Comrade Newman, your bizarre, unsubstantiated and untrue assertions that the proposed “natural climate solutions” could not “provide sufficient decarbonisation without an almost complete dismantling of our modern, urban way of life” are not a case for reliance on speculative CCS technologies.

The “Citizens’ Assembly” as proposed by XR is indeed undemocratic, and a bad idea ( bit.ly/xr-return). How would you, Andy, instead “involv[e] affected workers and trade unions in any just transition”? This is unclear.

A Citizens’ Assembly is indeed less democratic than parliament – there is no accountability – but I counterpose a democratic class-struggle environmentalist labour movement.

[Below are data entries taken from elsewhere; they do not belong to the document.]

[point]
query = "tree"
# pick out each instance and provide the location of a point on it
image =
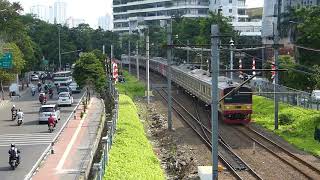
(89, 71)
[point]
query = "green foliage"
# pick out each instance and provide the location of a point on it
(131, 155)
(299, 130)
(132, 87)
(18, 63)
(90, 71)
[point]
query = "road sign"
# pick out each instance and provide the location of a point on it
(6, 61)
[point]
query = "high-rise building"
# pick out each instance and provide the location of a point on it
(60, 10)
(74, 22)
(105, 22)
(40, 11)
(138, 13)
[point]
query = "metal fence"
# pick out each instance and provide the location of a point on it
(100, 167)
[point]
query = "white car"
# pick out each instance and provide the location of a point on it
(65, 99)
(74, 87)
(34, 77)
(46, 110)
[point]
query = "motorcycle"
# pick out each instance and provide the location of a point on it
(51, 127)
(14, 116)
(19, 121)
(13, 163)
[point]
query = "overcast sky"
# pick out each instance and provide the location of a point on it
(90, 10)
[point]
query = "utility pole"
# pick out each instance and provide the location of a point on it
(137, 60)
(188, 52)
(169, 56)
(215, 60)
(276, 59)
(59, 49)
(129, 48)
(231, 57)
(147, 66)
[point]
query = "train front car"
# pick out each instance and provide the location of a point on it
(237, 107)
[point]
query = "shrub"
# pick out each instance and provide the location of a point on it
(285, 119)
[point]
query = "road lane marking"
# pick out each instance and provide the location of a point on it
(73, 139)
(26, 139)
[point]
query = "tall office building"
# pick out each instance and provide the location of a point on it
(74, 22)
(60, 8)
(41, 12)
(137, 13)
(105, 22)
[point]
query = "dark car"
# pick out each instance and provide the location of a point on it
(64, 89)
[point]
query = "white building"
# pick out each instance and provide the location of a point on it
(74, 22)
(136, 12)
(143, 12)
(60, 10)
(40, 11)
(105, 22)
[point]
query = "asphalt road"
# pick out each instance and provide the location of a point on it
(31, 137)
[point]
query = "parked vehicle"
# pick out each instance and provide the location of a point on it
(46, 110)
(74, 87)
(65, 98)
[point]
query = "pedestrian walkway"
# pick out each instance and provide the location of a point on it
(26, 139)
(74, 148)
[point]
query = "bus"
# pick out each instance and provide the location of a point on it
(62, 78)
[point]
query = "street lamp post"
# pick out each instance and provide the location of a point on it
(231, 57)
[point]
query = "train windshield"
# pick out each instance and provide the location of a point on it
(237, 97)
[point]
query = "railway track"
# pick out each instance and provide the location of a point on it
(232, 161)
(298, 164)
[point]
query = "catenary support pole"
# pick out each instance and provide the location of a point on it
(137, 59)
(188, 53)
(147, 66)
(276, 57)
(169, 56)
(214, 94)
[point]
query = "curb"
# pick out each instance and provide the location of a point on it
(46, 151)
(86, 172)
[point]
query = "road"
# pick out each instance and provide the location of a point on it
(31, 138)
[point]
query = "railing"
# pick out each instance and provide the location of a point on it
(100, 167)
(50, 146)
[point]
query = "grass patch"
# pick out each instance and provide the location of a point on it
(298, 124)
(131, 155)
(131, 87)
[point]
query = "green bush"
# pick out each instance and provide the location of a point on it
(131, 87)
(285, 119)
(131, 156)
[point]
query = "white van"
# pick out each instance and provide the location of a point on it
(62, 81)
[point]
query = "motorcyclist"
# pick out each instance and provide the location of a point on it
(20, 114)
(13, 111)
(39, 86)
(51, 120)
(14, 152)
(42, 97)
(33, 90)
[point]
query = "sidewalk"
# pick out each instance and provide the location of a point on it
(73, 148)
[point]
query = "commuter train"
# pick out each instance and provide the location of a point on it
(234, 109)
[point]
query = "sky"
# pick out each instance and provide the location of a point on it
(90, 10)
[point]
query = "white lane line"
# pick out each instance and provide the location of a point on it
(73, 139)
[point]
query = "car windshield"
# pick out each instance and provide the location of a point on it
(64, 95)
(46, 109)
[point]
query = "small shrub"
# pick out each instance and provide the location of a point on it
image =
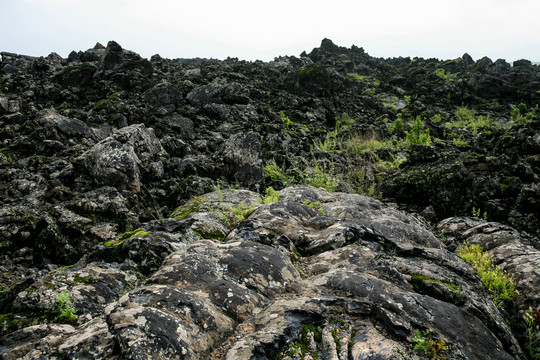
(500, 285)
(448, 77)
(287, 122)
(317, 206)
(234, 215)
(127, 235)
(322, 178)
(67, 313)
(433, 348)
(418, 134)
(532, 341)
(277, 173)
(270, 197)
(518, 114)
(357, 145)
(358, 77)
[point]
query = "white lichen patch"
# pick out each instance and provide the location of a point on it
(140, 321)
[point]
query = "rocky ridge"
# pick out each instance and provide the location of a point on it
(136, 189)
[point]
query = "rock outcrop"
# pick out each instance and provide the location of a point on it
(196, 209)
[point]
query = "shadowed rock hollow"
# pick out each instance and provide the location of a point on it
(196, 209)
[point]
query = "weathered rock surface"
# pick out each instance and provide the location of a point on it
(282, 273)
(137, 219)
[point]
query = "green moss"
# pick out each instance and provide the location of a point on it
(270, 197)
(86, 280)
(433, 348)
(61, 269)
(335, 336)
(183, 212)
(127, 235)
(419, 281)
(77, 67)
(209, 235)
(500, 285)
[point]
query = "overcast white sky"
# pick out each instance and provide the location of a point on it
(251, 29)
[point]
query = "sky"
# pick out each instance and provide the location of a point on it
(263, 30)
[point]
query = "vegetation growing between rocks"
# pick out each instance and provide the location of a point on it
(532, 341)
(500, 284)
(433, 348)
(66, 311)
(126, 236)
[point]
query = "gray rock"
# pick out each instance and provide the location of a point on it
(242, 158)
(517, 253)
(119, 160)
(164, 97)
(58, 127)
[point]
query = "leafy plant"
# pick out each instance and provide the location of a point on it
(317, 206)
(518, 113)
(234, 215)
(125, 236)
(270, 197)
(287, 122)
(433, 348)
(500, 285)
(184, 211)
(418, 133)
(467, 118)
(277, 173)
(322, 177)
(477, 214)
(448, 77)
(532, 341)
(66, 311)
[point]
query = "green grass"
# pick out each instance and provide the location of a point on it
(270, 197)
(277, 173)
(532, 340)
(126, 236)
(432, 348)
(233, 215)
(500, 285)
(468, 118)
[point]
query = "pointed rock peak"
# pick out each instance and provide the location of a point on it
(328, 45)
(114, 46)
(467, 59)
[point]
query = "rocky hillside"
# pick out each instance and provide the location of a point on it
(324, 206)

Class struggle does not feature in your article. Nor does it. obviously. on GUO’s website. Indeed, this website it gives the impression of class harmony and shared interests between bosses, workers and consumers – but not with environmentalists.

Without class struggle, we cannot win the environmental changes we need, we cannot safeguard or advance the economic interests of workers you claim to be concerned with, and we lack coherent democratic visions of how we can achieve any changes.

Andy, you warn against “what seems to be an elitist plan to bypass democracy, and to narrow down the technical options by which we can achieve our shared aims.”

Yet you simultaneously advocate a conservative plan, elitist insofar as it sees democracy as reducible to parliament, and narrowing down our political options.